Gender Performativity and Burlesque: Re-ordering the "Becoming"
In looking at women’s stripteases from the mid 20th century, we can see a performed physicality of unpredictability through the tease. These performances of female identity shake up the stability of pre-existing gender schemas. In a Blaze Starr stripping short from the 1950’s, we can see this unpredictability. She slowly removes her gloves, and then plays with her hair, never signifying which garment would be shed next. She lifts up her skirt, but then puts it back down as if playing a joke on her viewers. She then lifts her skirt again, but just uses it as a fan to fan herself. After a while, she removes her garter, and then quickly and unexpectedly throws it at the camera. As viewers, we do not know what order she will strip her various layers of clothing and garments. We do not know how much she will end up revealing. We do not know the extent to which she will dance. The performed physicality of the tease tailors the viewer’s attention to wondering what could happen next to this body. The tease exhibits the performer’s agency to continue as she so pleases, and to what extent. The timing of tease, as opposed to ordered execution, embeds a power in the body that teases.
The burlesque striptease relies heavily on the gender codes that it simultaneously potentially dismantles. The striptease begins with the performer dressed in garments that act as signifiers that establish a gendered woman. Take Blaze Starr’s stripping short: She enters the screen wearing a glamorous dress, a fur scarf, a sparkly purse, and a delicate hat. She fluffs her curled hair, twirls her purse, and holds her carriage in a ways that extenuates her female figure (associating her natural body with her present gender expression). But as Beauvoir argues that one becomes a woman, the striptease offers a potential reversal of that becoming. Eric Schaefer articulates this notion in saying that “by removing an article of clothing that marks difference, the stripper had thrown one of the marks of gender distinction out the proverbial window, and with it the notion of fixed gender identity” (Schaefer 57). Starr acknowledges each garment before she removes it, as if to acknowledge the garment’s significance as a player in the game of becoming. This is not to say that burlesque radically de-genders bodies through the removal of clothing. However, while simultaneously exploiting gender distinctions, the burlesque strip tease suggests a potential re-ordering of the ways in which one “does one’s body” (Butler 521).

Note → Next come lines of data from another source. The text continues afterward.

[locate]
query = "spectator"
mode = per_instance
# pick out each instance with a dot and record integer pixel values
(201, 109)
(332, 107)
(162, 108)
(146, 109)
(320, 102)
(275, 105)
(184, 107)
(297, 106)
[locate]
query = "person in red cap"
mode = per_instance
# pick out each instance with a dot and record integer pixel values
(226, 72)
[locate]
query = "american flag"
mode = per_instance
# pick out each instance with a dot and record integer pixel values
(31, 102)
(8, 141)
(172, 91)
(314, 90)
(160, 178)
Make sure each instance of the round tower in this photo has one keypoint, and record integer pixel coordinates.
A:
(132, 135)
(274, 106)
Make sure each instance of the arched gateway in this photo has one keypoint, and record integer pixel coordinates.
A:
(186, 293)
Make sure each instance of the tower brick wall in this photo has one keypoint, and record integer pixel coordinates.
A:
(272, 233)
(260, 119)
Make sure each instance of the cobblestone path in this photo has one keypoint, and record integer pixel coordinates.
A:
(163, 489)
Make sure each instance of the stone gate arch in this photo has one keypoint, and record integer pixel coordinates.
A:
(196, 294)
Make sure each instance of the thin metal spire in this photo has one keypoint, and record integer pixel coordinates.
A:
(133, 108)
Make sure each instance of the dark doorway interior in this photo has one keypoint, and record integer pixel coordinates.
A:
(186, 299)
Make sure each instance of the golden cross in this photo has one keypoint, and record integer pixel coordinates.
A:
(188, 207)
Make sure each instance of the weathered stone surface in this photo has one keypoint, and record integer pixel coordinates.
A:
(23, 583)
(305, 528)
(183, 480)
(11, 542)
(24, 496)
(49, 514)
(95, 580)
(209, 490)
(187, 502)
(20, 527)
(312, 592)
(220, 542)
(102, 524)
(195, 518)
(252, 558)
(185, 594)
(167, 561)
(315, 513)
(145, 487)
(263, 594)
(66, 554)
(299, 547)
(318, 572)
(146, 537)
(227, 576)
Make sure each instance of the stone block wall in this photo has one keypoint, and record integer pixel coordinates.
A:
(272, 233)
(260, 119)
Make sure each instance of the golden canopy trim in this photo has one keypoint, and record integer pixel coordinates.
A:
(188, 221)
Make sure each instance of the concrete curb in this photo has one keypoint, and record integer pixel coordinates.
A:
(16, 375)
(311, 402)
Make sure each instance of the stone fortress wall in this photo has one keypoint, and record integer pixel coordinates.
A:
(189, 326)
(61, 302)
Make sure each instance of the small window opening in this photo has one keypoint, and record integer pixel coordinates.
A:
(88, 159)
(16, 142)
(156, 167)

Not only does stripping explore the potential re-ordering of how gender is “put-on,” stripping also transfers the significance invested in the garments (as markers of identity) to the performer’s body. While Shaefer argues that at the end of a strip tease, “We are left with flesh that is mere flesh, without social connotation” (Schaefer 57) this flesh symbolizes the materiality of our bodies as social forces. As Judith Butler says, the skin is the boundary that “exposes us to touch, that exposes us to visibility, to audibility, it articulates us as a social creature not just as an individual.” The removal of clothing and exposing of flesh does not leave us with a body rid of social meaning. Rather, the iconicization and celebration of that bare flesh in stripping empowers the body as a force in society, whether it’s reconfiguring how we conceptualize the construction of gender for that body, or the potential of subversion through unpredictability and possibility.